Predictive and proactive maintenance can monitor for anomalies such as excessive heat, leaks or unusual wear patterns. Changing a gear before a failure can eliminate costly downtime and lost revenue, he said.
The electricity industry is strongly committed to moving forward, but full digitalization won’t happen for the next eight to 10 years, according to Chris Moyer, senior director of content and research for Zpryme, an energy-focused researcher based in Austin, Texas.
“IoT sensors will be found at every point of the flow of electricity from generation, to transmission, to distribution and ultimately consumption,” Moyer said. “AI will be crucial to make decisions based on the monumental amount of real-time data being created in the modern grid.”
Zpryme recently surveyed more than 150 global utility leaders on their usage of IoT and AI. They found that 69 percent of utilities agree IoT is critical to the company’s success and 57 percent are already using IoT technology. “The industry still has a way to go to fully realize the potential of IoT devices, but there is a very strong commitment to digitalization,” he said.
Strother, the Navigant analyst, said the industry is probably in the second inning of the ball game when it comes to making full use of IoT capabilities.
The long-term view is what Navigant calls the Energy Cloud transformation.
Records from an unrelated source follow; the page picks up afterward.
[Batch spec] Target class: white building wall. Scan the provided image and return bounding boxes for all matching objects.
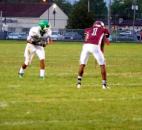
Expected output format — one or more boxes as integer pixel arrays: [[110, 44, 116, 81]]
[[40, 5, 68, 29], [4, 5, 68, 32]]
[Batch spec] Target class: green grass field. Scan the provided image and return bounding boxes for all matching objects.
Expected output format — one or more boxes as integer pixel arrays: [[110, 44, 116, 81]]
[[0, 41, 142, 130]]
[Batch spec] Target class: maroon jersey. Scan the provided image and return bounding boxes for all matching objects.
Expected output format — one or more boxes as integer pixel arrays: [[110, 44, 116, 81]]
[[85, 26, 109, 45]]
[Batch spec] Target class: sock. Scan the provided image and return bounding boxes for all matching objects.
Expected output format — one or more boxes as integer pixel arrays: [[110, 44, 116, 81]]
[[19, 67, 24, 74], [102, 80, 107, 85], [40, 69, 45, 77], [77, 76, 82, 84]]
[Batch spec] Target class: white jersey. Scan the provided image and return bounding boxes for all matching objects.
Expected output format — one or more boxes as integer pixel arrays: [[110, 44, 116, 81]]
[[27, 26, 52, 40]]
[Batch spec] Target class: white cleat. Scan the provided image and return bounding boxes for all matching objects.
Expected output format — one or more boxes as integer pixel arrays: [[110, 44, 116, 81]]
[[102, 85, 107, 89], [77, 84, 81, 88]]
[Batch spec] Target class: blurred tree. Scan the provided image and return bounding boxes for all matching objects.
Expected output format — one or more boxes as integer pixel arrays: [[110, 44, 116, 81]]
[[67, 0, 107, 29], [111, 0, 142, 19]]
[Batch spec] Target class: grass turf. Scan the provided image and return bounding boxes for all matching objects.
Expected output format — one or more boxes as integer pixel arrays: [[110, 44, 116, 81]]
[[0, 41, 142, 130]]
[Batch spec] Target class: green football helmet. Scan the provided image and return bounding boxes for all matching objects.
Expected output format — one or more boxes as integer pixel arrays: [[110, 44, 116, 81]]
[[38, 20, 49, 30]]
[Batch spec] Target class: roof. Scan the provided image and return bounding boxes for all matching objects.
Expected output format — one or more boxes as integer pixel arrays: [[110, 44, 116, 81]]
[[0, 3, 52, 17]]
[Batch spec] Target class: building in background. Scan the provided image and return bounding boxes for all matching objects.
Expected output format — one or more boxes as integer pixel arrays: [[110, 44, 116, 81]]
[[0, 2, 68, 32]]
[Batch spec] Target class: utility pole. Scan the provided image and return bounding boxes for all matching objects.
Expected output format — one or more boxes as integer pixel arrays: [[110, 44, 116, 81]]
[[108, 0, 111, 32], [132, 0, 138, 33], [88, 0, 90, 13]]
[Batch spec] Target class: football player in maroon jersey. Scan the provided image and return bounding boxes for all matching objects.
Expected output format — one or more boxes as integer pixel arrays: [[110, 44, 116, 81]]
[[77, 21, 109, 89]]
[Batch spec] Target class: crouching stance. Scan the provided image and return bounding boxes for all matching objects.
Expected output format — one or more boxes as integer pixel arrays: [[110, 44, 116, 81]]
[[77, 21, 109, 89], [18, 20, 51, 78]]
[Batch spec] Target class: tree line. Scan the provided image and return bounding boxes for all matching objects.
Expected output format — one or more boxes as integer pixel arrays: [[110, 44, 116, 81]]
[[0, 0, 142, 28]]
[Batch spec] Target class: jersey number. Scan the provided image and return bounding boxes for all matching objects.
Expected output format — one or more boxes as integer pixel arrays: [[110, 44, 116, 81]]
[[92, 28, 98, 36]]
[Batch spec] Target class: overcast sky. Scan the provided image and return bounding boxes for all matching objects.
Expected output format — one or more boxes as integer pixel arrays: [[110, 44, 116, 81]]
[[66, 0, 109, 4]]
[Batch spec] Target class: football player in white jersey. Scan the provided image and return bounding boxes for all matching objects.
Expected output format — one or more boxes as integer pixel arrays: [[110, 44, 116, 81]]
[[18, 20, 51, 78]]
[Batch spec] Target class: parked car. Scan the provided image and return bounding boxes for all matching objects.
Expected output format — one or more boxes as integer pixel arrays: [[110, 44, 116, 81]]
[[7, 32, 27, 40], [51, 31, 63, 40], [63, 32, 82, 40], [7, 33, 20, 39]]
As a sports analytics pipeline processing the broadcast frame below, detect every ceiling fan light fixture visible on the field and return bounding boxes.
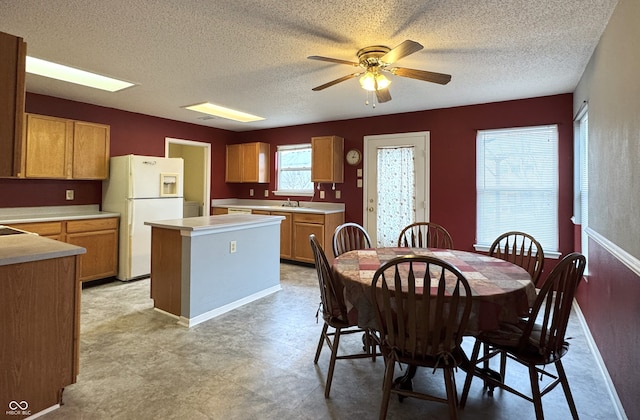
[360,71,391,92]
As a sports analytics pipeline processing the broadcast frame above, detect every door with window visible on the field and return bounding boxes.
[363,132,429,247]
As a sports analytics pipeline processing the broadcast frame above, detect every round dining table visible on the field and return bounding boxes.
[332,247,536,336]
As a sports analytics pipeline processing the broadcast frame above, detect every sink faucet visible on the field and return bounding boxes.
[282,198,300,207]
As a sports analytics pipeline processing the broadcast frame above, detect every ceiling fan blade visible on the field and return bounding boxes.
[311,73,362,91]
[376,88,391,103]
[389,67,451,85]
[307,55,360,67]
[380,39,424,64]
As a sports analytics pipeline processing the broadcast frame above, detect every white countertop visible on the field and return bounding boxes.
[0,234,87,265]
[211,198,345,214]
[0,204,120,225]
[144,214,284,236]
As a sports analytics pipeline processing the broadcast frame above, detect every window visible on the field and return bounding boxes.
[274,143,313,195]
[476,125,558,256]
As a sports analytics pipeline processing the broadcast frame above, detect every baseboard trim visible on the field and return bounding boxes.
[178,284,282,328]
[573,300,627,420]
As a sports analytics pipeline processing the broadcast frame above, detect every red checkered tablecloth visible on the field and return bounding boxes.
[333,248,536,335]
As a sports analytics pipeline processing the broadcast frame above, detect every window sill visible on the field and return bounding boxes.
[473,244,562,260]
[271,191,314,197]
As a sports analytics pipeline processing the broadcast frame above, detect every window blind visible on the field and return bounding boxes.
[476,125,558,252]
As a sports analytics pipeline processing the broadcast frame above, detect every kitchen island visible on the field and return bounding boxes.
[145,214,284,327]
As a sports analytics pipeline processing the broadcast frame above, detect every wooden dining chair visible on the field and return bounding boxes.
[309,234,380,398]
[460,252,586,419]
[371,255,471,419]
[398,222,453,249]
[332,222,371,257]
[489,231,544,287]
[484,231,544,382]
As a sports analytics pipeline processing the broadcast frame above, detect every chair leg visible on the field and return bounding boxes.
[460,340,482,408]
[529,365,544,420]
[379,357,396,420]
[324,328,341,398]
[555,360,578,420]
[442,368,458,420]
[500,351,507,382]
[313,322,329,365]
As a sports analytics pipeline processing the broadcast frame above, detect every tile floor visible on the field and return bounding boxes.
[42,264,616,420]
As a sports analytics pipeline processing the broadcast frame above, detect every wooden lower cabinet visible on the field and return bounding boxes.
[65,217,118,281]
[11,217,119,281]
[0,255,80,418]
[293,212,344,264]
[151,227,182,316]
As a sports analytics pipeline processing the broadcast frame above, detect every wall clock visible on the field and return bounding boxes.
[347,149,362,166]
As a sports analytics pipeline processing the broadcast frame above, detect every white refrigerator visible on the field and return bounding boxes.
[102,155,184,280]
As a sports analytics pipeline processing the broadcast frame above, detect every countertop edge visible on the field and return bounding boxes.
[0,212,120,225]
[0,234,87,266]
[144,214,284,236]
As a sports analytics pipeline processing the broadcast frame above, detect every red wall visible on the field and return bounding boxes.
[0,93,574,272]
[238,94,574,262]
[576,239,640,419]
[0,93,235,207]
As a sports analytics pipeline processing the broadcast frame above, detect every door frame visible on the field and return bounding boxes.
[362,131,431,243]
[164,137,211,216]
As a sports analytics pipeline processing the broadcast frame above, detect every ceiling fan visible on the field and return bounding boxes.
[307,39,451,103]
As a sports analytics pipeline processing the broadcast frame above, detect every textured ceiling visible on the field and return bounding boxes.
[0,0,617,131]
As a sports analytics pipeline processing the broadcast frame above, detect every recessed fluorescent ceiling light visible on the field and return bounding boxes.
[27,56,134,92]
[183,102,264,122]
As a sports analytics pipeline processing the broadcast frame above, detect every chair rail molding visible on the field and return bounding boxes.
[584,227,640,276]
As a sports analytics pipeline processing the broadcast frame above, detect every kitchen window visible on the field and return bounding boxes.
[274,143,313,196]
[475,125,559,257]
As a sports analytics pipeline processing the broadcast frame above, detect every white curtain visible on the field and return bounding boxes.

That’s a scenario where the grid supports multiple networks and two-way flow created when customers produce some of their own energy via solar panels or windmills to offset their reliance on the grid, Strother said. Powering up electric vehicles at home or at remote charging stations also has implications for the Energy Cloud.
Technology has already had considerable effect if you consider how utilities typically operated as recently as 15 years ago. “Someone would call in to say they lost power,” said Lance Brown, the retired director of customer service with the Los Angeles Department of Water and Power, the largest municipal utility in the U.S.
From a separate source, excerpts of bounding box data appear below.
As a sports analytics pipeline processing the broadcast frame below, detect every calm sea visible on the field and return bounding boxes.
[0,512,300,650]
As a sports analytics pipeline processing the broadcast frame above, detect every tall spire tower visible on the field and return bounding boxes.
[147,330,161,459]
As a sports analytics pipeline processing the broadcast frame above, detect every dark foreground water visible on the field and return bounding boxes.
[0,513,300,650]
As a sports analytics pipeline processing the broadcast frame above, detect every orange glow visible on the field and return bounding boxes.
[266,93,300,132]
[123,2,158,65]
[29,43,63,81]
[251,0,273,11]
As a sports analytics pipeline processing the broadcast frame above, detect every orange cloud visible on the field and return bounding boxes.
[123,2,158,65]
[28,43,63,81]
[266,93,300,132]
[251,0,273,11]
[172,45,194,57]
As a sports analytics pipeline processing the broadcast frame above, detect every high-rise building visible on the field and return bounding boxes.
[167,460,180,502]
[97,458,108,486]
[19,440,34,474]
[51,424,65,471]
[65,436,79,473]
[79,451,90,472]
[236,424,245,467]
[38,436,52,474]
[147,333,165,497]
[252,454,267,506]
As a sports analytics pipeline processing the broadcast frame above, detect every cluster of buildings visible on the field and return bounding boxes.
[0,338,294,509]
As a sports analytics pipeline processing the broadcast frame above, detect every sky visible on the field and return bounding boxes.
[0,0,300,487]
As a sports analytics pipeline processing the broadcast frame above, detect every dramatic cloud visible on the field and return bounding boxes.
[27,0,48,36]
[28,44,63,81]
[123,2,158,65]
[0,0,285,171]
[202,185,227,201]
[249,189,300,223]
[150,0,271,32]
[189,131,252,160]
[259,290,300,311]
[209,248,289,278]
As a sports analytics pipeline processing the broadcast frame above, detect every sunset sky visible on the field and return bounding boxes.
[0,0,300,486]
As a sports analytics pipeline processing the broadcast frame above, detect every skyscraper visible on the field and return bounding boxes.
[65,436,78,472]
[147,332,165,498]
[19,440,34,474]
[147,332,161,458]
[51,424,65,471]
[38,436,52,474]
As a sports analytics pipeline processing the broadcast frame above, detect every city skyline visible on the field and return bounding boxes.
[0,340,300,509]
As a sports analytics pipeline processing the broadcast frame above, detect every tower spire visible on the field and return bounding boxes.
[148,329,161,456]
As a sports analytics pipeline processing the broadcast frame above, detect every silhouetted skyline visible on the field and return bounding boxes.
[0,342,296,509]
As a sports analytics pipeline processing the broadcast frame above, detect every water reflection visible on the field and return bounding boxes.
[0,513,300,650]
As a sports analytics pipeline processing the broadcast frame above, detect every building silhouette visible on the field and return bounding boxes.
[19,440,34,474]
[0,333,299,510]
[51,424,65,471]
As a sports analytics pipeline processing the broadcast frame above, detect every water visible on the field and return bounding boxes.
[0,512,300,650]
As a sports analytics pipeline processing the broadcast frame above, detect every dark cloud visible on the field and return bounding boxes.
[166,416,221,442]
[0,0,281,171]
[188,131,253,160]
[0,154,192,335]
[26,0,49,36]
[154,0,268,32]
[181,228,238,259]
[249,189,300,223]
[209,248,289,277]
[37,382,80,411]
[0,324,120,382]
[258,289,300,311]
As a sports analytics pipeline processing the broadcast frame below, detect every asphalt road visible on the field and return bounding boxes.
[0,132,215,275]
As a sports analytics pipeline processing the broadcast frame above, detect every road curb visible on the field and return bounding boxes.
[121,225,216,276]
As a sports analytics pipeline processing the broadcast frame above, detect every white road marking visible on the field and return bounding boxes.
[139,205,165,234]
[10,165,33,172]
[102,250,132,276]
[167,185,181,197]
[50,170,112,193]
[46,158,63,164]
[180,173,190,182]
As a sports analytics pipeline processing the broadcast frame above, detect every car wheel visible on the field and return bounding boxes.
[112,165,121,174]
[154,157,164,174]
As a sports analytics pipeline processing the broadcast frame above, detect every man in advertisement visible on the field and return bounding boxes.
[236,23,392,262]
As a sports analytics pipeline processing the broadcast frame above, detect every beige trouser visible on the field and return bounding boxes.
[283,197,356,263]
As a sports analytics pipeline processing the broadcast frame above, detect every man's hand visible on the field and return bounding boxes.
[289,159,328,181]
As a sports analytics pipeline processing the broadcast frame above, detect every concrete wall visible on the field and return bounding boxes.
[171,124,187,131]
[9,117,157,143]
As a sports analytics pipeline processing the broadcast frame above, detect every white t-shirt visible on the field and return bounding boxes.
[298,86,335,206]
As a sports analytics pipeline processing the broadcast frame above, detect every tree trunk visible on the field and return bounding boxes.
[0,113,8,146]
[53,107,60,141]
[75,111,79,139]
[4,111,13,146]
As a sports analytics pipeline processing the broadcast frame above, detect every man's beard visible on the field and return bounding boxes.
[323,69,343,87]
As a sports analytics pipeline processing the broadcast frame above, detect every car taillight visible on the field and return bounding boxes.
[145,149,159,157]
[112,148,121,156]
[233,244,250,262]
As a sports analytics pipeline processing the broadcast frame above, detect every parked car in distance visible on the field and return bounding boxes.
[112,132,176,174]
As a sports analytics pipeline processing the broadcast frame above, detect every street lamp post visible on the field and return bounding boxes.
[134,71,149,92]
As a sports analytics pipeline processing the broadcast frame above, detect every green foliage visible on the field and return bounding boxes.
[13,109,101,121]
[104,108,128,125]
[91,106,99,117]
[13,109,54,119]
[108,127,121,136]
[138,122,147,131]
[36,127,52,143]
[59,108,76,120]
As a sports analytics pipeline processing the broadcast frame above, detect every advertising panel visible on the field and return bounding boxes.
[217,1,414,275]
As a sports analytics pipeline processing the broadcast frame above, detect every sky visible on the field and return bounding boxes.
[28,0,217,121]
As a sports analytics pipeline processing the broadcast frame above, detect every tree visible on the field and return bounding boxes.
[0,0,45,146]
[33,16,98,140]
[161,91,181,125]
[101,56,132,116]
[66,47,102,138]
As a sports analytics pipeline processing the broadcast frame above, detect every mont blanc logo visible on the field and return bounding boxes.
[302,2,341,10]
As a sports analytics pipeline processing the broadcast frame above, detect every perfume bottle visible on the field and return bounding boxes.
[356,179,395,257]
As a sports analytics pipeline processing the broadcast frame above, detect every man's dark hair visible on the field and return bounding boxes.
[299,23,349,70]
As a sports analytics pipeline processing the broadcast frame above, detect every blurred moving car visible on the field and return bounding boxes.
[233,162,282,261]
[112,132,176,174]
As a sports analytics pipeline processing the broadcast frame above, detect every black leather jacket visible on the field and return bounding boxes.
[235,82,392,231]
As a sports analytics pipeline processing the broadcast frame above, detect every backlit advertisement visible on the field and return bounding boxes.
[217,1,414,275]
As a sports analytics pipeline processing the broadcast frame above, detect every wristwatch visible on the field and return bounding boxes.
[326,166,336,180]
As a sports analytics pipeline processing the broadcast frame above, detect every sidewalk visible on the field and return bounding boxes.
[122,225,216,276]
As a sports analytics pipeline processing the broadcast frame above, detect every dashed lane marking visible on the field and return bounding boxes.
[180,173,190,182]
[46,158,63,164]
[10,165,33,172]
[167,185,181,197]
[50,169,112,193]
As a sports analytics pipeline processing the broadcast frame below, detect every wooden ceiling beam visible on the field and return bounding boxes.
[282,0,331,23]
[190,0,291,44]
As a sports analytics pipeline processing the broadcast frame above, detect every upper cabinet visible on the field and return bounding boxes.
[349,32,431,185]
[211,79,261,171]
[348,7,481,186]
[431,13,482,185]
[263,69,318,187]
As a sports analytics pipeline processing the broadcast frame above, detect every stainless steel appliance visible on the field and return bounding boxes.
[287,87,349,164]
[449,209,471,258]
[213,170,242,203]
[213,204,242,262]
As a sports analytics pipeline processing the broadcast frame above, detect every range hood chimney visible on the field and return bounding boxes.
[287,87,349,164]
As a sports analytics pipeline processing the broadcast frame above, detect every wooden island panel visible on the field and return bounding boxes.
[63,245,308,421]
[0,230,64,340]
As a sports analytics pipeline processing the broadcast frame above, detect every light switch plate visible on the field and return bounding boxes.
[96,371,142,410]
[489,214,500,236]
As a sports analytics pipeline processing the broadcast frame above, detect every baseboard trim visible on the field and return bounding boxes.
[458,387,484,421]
“The grid didn’t even know that a transformer was out,” he said. “We’d start to draw a map, and if enough people called in we were pretty sure we knew the location.”
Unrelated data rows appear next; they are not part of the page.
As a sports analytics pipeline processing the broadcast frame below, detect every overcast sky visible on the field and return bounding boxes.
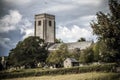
[0,0,109,56]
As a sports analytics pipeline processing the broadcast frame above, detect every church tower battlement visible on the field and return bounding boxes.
[34,13,55,43]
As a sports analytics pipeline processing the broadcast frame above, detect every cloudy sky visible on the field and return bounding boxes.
[0,0,109,56]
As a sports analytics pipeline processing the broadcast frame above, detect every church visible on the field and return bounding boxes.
[34,13,92,51]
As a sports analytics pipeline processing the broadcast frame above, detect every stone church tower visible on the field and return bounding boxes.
[34,13,55,43]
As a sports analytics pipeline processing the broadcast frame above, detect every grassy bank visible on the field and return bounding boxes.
[4,72,120,80]
[0,64,115,79]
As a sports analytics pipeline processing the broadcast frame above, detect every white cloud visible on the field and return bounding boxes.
[0,10,34,39]
[4,0,32,5]
[56,25,93,42]
[0,38,12,48]
[0,10,22,32]
[72,0,102,6]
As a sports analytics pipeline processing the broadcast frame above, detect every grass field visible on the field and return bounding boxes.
[6,72,120,80]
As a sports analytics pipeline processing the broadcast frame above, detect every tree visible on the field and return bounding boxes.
[93,41,101,62]
[8,36,47,67]
[91,0,120,62]
[80,46,94,63]
[47,44,69,67]
[55,39,63,43]
[77,37,86,42]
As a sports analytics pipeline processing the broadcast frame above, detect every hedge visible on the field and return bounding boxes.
[0,63,116,79]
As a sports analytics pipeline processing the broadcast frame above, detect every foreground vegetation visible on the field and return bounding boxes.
[4,72,120,80]
[0,63,116,79]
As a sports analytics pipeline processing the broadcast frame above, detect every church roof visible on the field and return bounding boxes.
[48,41,92,51]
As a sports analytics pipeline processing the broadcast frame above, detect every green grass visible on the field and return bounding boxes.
[4,72,120,80]
[0,64,120,79]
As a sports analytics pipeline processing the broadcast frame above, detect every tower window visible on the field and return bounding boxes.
[49,21,52,26]
[38,21,41,26]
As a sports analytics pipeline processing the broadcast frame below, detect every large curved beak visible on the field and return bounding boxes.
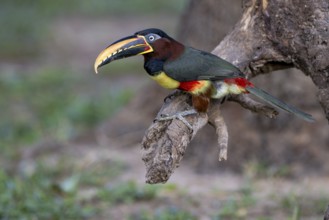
[94,35,153,73]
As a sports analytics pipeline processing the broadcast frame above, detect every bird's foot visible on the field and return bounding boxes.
[155,109,197,131]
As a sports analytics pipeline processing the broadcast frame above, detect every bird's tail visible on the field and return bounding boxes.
[245,86,315,122]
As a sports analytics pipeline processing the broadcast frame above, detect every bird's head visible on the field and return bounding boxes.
[94,28,174,73]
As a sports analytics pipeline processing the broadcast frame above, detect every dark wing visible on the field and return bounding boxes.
[163,47,244,82]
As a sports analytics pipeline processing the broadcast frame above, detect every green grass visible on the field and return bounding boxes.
[0,68,132,148]
[0,158,131,219]
[127,206,198,220]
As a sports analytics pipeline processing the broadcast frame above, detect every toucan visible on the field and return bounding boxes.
[94,28,314,122]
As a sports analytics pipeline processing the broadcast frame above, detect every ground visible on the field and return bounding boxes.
[0,2,329,220]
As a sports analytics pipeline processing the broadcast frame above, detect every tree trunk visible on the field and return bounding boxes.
[143,0,329,183]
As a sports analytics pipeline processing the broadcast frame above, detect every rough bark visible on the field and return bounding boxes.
[143,0,329,183]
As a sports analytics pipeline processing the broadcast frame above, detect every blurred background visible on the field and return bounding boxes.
[0,0,329,220]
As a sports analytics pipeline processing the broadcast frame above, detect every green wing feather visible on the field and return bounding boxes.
[163,47,244,82]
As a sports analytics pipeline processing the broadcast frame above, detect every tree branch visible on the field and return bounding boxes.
[142,0,329,183]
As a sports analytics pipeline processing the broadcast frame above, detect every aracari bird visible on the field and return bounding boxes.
[94,28,314,124]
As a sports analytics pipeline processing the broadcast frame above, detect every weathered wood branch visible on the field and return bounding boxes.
[143,0,329,183]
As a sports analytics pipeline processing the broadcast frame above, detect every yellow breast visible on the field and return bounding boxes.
[151,72,180,89]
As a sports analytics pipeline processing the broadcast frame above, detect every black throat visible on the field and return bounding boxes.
[144,56,165,76]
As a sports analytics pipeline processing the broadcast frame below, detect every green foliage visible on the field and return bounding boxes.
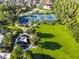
[52,0,79,24]
[3,33,13,47]
[10,46,23,59]
[52,0,79,41]
[23,51,33,59]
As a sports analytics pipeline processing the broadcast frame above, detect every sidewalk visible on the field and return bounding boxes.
[0,53,11,59]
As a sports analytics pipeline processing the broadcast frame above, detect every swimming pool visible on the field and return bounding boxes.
[19,14,57,25]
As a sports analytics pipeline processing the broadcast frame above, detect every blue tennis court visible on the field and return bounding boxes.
[31,15,37,21]
[19,16,29,25]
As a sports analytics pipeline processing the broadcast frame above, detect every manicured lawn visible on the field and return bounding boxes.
[31,24,79,59]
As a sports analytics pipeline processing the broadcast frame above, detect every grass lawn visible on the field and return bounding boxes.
[31,24,79,59]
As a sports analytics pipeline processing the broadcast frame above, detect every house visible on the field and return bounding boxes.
[0,0,40,7]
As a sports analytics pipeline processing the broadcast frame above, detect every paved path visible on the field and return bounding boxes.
[0,53,11,59]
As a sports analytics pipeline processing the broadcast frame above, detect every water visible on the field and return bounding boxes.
[19,16,29,25]
[19,14,57,25]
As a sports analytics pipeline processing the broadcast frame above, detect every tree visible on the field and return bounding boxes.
[23,51,33,59]
[3,33,13,51]
[52,0,79,24]
[10,46,23,59]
Today, the process starts with alerts from the advanced metering infrastructure, GPS and load and line interrupters. The utility can then ping all the meters in the area to see if it’s an isolated incident or a widespread outage, said Brown, who is now vice president, customer service solutions for Smart Energy Water, a SaaS and analytics provider in the utilities industry. “And we can text customers that we’re responding and what the restoration time will be.”